O primeiro-ministro, António Costa, movimenta-se atarefado atrás do balcão, corta batatas e prepara a cataplana, enquanto Cristina Ferreira e Fernanda Tadeu conversam. O governante socialista está num programa de entretenimento, onde tudo é encenado para dar a ilusão de que está na naquela cozinha como se estivesse na nossa, na de cada um dos espectadores. António Costa põe sal, pergunta se há vinho.

Vai ser uma almoçarada também com os filhos e nora, que estão no estúdio da SIC. Toca a pôr a mesa. Falam sobre tudo. Sobre filhos, casamento, namoricos, até sobre assuntos de Estado, como os trágicos incêndios que assolaram o país.

António Costa não foi o primeiro político a desengravatar-se e a pôr o avental. Já antes, tinham ido ao Programa da Cristina a líder do CDS, Assunção Cristas, cozinhar um despachado arroz de atum; o conselheiro de Estado, Marques Mendes; e a eurodeputada do Bloco de Esquerda Marisa Matias – estes sem panelas.
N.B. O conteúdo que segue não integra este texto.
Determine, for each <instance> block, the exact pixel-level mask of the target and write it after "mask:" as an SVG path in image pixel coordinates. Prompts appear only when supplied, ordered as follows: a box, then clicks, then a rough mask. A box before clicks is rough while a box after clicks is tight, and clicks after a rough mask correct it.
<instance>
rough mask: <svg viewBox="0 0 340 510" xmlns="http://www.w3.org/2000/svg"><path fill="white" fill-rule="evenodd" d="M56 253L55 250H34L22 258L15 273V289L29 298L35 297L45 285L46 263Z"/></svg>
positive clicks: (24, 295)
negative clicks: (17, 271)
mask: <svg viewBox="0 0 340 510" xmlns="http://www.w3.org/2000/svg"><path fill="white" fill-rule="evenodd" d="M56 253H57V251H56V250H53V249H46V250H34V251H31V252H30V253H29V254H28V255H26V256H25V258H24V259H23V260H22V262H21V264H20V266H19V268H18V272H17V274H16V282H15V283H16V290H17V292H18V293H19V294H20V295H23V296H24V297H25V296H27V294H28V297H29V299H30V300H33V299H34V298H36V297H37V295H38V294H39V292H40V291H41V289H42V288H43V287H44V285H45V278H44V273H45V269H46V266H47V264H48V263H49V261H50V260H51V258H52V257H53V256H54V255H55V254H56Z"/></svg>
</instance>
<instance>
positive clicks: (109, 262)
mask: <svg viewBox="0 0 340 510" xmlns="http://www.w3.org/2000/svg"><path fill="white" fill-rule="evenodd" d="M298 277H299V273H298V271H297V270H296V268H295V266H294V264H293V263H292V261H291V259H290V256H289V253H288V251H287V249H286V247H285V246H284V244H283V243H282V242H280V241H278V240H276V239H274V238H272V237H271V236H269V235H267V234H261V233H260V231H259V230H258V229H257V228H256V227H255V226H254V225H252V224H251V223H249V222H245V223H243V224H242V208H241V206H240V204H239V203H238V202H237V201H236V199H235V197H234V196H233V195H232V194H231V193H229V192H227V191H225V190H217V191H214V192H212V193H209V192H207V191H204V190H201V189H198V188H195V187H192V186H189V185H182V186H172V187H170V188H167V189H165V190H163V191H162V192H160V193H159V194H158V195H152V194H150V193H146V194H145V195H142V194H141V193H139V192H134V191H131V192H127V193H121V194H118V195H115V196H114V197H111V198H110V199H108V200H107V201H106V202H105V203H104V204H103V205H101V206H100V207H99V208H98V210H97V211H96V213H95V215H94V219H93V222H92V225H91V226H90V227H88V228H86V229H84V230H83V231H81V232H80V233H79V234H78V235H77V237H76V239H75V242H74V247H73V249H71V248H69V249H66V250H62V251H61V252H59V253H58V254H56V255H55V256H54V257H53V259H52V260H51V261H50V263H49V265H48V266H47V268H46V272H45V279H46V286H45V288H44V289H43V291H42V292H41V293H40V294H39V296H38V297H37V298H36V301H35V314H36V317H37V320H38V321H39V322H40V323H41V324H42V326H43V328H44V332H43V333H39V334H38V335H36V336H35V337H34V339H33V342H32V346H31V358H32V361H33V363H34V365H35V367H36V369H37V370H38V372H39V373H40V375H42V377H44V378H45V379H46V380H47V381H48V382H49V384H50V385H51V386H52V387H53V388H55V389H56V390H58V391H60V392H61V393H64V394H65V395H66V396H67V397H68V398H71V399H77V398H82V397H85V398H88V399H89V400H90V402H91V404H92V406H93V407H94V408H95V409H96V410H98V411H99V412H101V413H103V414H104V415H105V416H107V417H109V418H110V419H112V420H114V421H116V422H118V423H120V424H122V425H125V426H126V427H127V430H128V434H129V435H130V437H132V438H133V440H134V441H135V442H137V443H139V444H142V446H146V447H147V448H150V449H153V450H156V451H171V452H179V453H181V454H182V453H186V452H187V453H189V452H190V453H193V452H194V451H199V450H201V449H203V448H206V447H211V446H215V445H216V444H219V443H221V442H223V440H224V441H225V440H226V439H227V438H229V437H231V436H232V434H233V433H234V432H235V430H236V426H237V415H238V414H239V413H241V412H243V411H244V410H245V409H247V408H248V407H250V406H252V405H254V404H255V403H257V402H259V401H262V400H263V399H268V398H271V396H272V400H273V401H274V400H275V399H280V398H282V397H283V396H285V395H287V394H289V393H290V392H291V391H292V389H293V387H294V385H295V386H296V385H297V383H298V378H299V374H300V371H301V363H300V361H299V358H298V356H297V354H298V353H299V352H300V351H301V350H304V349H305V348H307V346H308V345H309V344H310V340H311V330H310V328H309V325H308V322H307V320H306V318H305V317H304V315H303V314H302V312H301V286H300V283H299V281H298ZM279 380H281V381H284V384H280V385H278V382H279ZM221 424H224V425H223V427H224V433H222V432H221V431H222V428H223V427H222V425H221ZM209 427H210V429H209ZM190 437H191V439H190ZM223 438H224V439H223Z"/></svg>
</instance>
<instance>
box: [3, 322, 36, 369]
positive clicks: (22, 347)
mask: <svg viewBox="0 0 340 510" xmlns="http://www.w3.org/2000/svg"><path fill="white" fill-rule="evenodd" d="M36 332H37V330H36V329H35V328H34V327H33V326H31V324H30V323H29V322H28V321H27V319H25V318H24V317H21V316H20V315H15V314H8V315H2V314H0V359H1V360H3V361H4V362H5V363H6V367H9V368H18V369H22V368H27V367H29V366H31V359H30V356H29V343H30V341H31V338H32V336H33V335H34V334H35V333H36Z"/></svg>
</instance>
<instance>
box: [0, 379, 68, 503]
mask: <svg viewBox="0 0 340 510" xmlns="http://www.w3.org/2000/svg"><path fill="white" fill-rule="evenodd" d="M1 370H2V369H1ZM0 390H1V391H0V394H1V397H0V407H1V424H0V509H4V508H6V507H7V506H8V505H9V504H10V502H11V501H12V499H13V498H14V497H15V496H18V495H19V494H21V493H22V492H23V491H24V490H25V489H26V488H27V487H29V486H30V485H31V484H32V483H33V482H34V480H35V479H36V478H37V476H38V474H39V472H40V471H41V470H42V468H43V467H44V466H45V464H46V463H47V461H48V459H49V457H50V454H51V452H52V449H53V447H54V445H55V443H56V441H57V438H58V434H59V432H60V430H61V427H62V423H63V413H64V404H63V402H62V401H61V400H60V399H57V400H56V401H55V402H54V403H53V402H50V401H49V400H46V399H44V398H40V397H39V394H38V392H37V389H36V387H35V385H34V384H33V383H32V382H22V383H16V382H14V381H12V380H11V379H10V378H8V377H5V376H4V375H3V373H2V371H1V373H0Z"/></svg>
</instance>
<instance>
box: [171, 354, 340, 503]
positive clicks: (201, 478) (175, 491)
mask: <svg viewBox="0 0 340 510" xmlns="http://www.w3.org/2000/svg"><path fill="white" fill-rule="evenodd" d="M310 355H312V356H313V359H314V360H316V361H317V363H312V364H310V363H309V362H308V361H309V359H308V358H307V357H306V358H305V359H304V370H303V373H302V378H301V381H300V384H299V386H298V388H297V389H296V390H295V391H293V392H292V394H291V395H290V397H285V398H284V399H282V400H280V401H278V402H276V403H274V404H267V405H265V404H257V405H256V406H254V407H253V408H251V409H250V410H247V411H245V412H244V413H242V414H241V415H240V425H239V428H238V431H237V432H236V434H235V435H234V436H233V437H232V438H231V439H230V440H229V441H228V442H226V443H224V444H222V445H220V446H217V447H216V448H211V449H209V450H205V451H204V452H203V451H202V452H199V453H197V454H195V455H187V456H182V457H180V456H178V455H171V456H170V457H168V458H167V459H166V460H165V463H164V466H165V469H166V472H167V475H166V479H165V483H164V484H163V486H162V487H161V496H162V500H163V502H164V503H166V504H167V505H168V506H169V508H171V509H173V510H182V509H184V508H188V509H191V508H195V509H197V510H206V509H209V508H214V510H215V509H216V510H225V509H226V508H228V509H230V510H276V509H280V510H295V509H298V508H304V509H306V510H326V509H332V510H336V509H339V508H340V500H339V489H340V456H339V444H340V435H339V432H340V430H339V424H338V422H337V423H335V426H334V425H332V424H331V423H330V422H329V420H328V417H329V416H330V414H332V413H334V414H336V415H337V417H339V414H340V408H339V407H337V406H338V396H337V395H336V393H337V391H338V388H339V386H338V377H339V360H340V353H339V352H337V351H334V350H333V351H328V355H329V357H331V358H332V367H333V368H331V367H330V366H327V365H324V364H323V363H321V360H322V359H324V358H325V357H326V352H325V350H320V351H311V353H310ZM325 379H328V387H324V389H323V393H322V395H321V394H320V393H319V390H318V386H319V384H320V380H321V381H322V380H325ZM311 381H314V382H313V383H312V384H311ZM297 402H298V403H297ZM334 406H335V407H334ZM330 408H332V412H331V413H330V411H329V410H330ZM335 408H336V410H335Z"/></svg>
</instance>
Apesar do falatório que provocou, a presença de políticos em programas de entretenimento não é nova. Eduardo Cintra Torres, com um doutoramento em Sociologia e mestrado em Comunicação, Cultura e Tecnologias da Informação, lembra que, no programa Parabéns, Herman José entrevistou políticos. Outro humorista já o fez, Ricardo Araújo Pereira. Também ao 5 para a Meia-Noite foram políticos. Eduardo Cintra Torres recorda mais: Avelino Ferreira Torres na Quinta das Celebridades e até Santana Lopes no concurso Cadeira do Poder, em 1997. Ainda assim, vê mudanças entre o passado e actualidade: “Tem mudado na quantidade, hoje mais frequente, e na função exibida, como a confecção de comida.”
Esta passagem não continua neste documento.